The product rule is a fundamental tool in calculus used when differentiating products of two functions. It states: If you have two functions, say \( u \) and \( v \), that are functions of another variable (like \( x \) or \( y \)), the derivative of their product \( uv \) is given by \( u'v + uv' \). Here, \( u' \) is the derivative of \( u \) with respect to the chosen variable, and \( v' \) is the derivative of \( v \).

In our exercise, we're asked to find the partial derivatives of a function \( f(x, y) = x \ln(x-y) \). For this, partial derivatives are needed because \( f \) is a function of two variables, \( x \) and \( y \).

To find \( f_x \), the partial derivative with respect to \( x \), we need the product rule. We think of \( x \) as \( u \) and \( \ln(x-y) \) as \( v \). Applying the rule, we get:

• \( u_x = 1 \)
• \( v_x = \frac{1}{x-y} \)

This results in \( f_x = 1 \cdot \ln(x-y) + x \cdot \frac{1}{x-y} = \ln(x-y) + \frac{x}{x-y} \).

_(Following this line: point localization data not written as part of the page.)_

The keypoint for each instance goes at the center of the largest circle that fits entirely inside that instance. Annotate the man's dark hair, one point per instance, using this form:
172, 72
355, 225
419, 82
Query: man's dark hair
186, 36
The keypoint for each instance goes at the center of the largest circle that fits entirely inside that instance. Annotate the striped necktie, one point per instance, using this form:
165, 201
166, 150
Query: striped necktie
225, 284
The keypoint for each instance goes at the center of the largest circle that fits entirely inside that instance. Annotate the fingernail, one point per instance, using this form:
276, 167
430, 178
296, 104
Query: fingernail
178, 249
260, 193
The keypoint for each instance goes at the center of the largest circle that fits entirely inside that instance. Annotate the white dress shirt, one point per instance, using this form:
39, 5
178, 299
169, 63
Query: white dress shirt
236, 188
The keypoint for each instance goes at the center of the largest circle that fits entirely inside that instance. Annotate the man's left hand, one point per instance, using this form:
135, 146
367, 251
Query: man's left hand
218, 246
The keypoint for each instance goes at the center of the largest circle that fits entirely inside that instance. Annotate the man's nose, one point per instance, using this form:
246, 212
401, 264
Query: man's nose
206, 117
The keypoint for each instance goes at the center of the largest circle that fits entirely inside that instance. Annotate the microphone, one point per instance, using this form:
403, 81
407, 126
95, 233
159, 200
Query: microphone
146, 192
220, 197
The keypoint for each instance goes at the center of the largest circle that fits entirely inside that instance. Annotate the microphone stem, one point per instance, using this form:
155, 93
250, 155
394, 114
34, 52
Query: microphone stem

The product rule helps break down the differentiation process, making it easier to handle complex equations.

The chain rule is a critical concept in calculus, especially useful when dealing with composite functions. Essentially, it helps us differentiate a function that contains another function inside it. In simple terms, for a composite function \( f(g(x)) \), the derivative is \( f'(g(x)) \cdot g'(x) \).

When dealing with partial derivatives, as in our exercise with \( f(x, y) = x \ln(x-y) \), the chain rule assists in finding \( f_y \), the partial derivative with respect to \( y \). The function \( \ln(x-y) \) is composed since it has an inner function \( x-y \).

When differentiating \( \ln(x-y) \) with respect to \( y \), apply the chain rule:

• Derive \( \ln(x-y) \) with respect to its inner function: \( \frac{d}{d(x-y)} \ln(x-y) = \frac{1}{x-y} \).
• The inner function derivative is \( \frac{d}{dy}(x-y) = -1 \).

Combine these using the chain rule to get: \( \frac{d}{dy} \ln(x-y) = \frac{-1}{x-y} \).

This derivative is then multiplied by \( x \) to find \( f_y \), resulting in \( f_y = x \cdot \frac{-1}{x-y} = \frac{-x}{x-y} \). The chain rule simplifies differentiating complex functions.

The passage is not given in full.